EDIT: commented a reply here: https://beehaw.org/comment/288898. Thanks for the discussion helping me understand what this is (and isnt!)
Ultimately this is a problem that’s never going away until we replace URLs. The HTTP approach to find documents by URL, i.e. server/path, is fundamentally brittle. Doesn’t matter how careful you are, doesn’t matter how much best practice you follow, that URL is going to be dead in a few years. The problem is made worse by DNS, which in turn makes URLs expensive and expire.
There are approaches like IPFS, which uses content-based addressing (i.e. fancy file hashes), but that’s note enough either, as it provide no good way to update a resource.
The best™ solution would be some kind of global blockchain thing that keeps record of what people publish, giving each document a unique id, hash, and some way to update that resource in a non-destructive way (i.e. the version history is preserved). Hosting itself would still need to be done by other parties, but a global log file that lists out all the stuff humans have published would make it much easier and reliable to mirror it.
The end result should be “Internet as globally distributed immutable data structure”.
Bit frustrating that this whole problem isn’t getting the attention it deserves.
No offense, but that solution sounds like a pipedream that wouldn’t work on a technical level. So you wish to keep not just the item someone published, but previous versions of it, have mirrors of it and tie it up in some sort of a blockchain thing. That sounds insanely more resource heavy than just hosting the document itself on one instance somewhere. It would be much more reliable sure, but currently even companies like reddit can struggle with all of the traffic, similarly with smaller open source projects like Lemmy instances or kbin, and your solution is to increase the amount of data?
It really isn’t. Most content out there is already immutable, you don’t see people uploading the same Youtube video five times with minor changes or editing their images after the upload, most services don’t even allow that for users, at best you can delete and upload a new video.
Furthermore, the blockchain would only contain metadata, not the actual data, so it’s automatically thousands of times easier to store than the data itself.
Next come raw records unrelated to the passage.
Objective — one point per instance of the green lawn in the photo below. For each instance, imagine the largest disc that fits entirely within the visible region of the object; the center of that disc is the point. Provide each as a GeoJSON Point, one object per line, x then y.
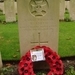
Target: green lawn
{"type": "Point", "coordinates": [9, 40]}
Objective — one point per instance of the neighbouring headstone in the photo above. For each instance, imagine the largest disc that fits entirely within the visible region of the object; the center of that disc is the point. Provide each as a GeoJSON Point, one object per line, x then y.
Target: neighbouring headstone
{"type": "Point", "coordinates": [38, 23]}
{"type": "Point", "coordinates": [9, 10]}
{"type": "Point", "coordinates": [72, 9]}
{"type": "Point", "coordinates": [0, 61]}
{"type": "Point", "coordinates": [62, 9]}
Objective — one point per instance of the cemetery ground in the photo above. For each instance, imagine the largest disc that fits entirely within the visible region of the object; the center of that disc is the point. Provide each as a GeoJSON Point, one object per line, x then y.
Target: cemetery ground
{"type": "Point", "coordinates": [10, 50]}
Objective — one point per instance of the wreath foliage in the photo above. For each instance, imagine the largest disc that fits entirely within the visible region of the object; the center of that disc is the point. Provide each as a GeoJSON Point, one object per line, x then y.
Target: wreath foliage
{"type": "Point", "coordinates": [52, 58]}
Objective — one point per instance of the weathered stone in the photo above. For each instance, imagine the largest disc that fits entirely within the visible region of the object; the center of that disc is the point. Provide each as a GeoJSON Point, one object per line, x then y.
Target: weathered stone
{"type": "Point", "coordinates": [38, 24]}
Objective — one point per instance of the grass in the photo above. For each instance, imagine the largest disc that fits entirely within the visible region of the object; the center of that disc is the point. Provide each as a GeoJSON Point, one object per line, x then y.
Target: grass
{"type": "Point", "coordinates": [67, 39]}
{"type": "Point", "coordinates": [9, 40]}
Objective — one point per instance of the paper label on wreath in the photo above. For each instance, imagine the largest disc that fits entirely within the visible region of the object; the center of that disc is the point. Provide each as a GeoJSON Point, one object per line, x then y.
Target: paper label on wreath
{"type": "Point", "coordinates": [37, 55]}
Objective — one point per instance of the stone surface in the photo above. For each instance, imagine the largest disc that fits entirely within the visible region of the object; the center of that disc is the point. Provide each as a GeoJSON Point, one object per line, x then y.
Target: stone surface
{"type": "Point", "coordinates": [38, 24]}
{"type": "Point", "coordinates": [62, 9]}
{"type": "Point", "coordinates": [9, 10]}
{"type": "Point", "coordinates": [72, 9]}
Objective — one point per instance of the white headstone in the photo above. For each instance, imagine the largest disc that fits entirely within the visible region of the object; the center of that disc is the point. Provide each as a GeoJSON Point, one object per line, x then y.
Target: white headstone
{"type": "Point", "coordinates": [62, 9]}
{"type": "Point", "coordinates": [72, 9]}
{"type": "Point", "coordinates": [38, 23]}
{"type": "Point", "coordinates": [0, 61]}
{"type": "Point", "coordinates": [9, 10]}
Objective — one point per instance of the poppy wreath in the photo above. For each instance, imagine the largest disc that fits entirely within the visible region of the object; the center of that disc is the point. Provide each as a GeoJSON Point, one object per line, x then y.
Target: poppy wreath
{"type": "Point", "coordinates": [51, 57]}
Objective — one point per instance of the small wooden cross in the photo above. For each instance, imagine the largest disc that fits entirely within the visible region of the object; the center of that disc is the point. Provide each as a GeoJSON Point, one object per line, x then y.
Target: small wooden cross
{"type": "Point", "coordinates": [40, 40]}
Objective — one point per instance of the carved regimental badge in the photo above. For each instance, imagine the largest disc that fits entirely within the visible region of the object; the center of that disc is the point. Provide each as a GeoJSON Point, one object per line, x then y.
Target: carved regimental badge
{"type": "Point", "coordinates": [38, 8]}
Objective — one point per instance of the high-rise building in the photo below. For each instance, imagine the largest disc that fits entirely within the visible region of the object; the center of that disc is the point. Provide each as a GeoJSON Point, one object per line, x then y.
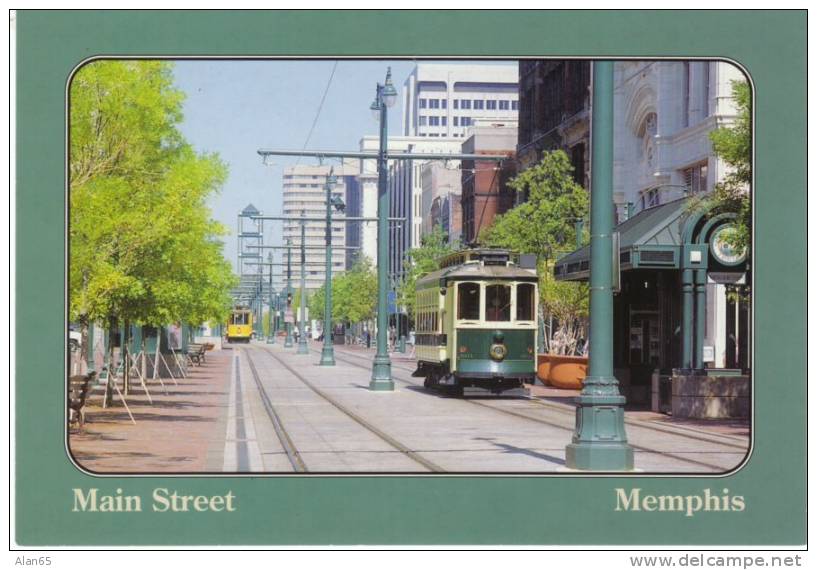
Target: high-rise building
{"type": "Point", "coordinates": [554, 113]}
{"type": "Point", "coordinates": [444, 99]}
{"type": "Point", "coordinates": [305, 192]}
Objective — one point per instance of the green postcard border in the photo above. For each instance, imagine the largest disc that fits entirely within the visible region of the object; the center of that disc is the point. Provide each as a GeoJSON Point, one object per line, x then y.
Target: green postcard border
{"type": "Point", "coordinates": [771, 45]}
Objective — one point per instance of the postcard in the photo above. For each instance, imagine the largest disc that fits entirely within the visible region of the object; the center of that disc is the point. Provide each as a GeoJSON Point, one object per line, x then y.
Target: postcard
{"type": "Point", "coordinates": [403, 287]}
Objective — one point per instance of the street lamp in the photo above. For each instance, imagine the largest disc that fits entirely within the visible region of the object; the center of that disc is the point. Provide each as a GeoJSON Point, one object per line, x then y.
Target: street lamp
{"type": "Point", "coordinates": [270, 317]}
{"type": "Point", "coordinates": [599, 440]}
{"type": "Point", "coordinates": [385, 97]}
{"type": "Point", "coordinates": [303, 347]}
{"type": "Point", "coordinates": [288, 316]}
{"type": "Point", "coordinates": [328, 352]}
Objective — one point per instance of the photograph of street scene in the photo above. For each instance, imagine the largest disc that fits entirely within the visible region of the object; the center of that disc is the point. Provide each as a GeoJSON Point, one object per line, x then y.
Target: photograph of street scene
{"type": "Point", "coordinates": [536, 266]}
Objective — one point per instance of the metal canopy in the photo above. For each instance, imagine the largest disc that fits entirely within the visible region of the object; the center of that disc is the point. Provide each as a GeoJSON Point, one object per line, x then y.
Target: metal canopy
{"type": "Point", "coordinates": [650, 239]}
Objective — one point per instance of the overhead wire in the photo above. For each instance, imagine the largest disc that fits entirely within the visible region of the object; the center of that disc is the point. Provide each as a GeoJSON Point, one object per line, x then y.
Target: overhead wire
{"type": "Point", "coordinates": [320, 107]}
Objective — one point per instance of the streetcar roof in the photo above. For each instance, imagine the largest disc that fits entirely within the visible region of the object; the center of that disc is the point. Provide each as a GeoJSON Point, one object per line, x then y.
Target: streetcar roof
{"type": "Point", "coordinates": [479, 272]}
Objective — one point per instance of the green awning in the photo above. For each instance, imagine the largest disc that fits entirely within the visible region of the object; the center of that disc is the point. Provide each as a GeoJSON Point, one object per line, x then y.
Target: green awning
{"type": "Point", "coordinates": [650, 239]}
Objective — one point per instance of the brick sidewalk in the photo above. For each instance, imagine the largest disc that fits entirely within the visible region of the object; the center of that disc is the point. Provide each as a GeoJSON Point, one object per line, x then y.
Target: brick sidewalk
{"type": "Point", "coordinates": [177, 433]}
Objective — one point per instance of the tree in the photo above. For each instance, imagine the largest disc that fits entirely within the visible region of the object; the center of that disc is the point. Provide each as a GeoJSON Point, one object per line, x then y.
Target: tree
{"type": "Point", "coordinates": [354, 293]}
{"type": "Point", "coordinates": [143, 246]}
{"type": "Point", "coordinates": [422, 261]}
{"type": "Point", "coordinates": [733, 144]}
{"type": "Point", "coordinates": [545, 225]}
Mirroring that content is a complete separate and optional part of the problem, the important part is having content named in such a way that I can go to a mirror and ask “do you have XYZ” and get an answer that you can trust. With URLs that’s impossible, as they can show different content whenever they want.
Also this isn’t exactly a new idea, that’s how most software development already works these days. A Git repository stores a copy of every little change, and every download retrieves that complete history. What’s missing is some infrastructure on top of that that links all the different repositories together into one namespace (GitHub kind of does that internally, but that’s of no help for repositories hosted elsewhere).
Ok, so what if this blockchain has a metadata link to a video, which is hosted somewhere, and i remove that video from that host? How is that different than just a URL pointing to that video if the blockchain just holds metadata?
I don’t understand what you are solving.
The issue is that URLs don’t point to videos, they point to servers. What that server returns in response to an URL query is arbitrary. Might be a video today, could be a different video tomorrow, or a completely different website all together since the domain switched owners. Almost all URLs break over the course of a couple of years.
By using content-addressing (i.e. Merkel tree, SHA256, etc.) you are able to link to the video itself. It doesn’t matter if the server changes owner, your link will still point to that exact video. This does not automatically allow you to download the video of course, since the original server is still gone, but it allows you to ask others if they have a copy of that video and it allows you to verify that they returned the exact video you were looking for.
The blockchain or DHT, or whatever it might be in the end, would be used to organize the content-addresses and allow you to ask others for that video automatically. Or allow them to discover that new videos have been published. It would also provide some censorship resistance/transparency, since at the moment deleted content often just silently disappears, without any hint that it ever existed. A blockchain would keep record of what was there and why it was deleted.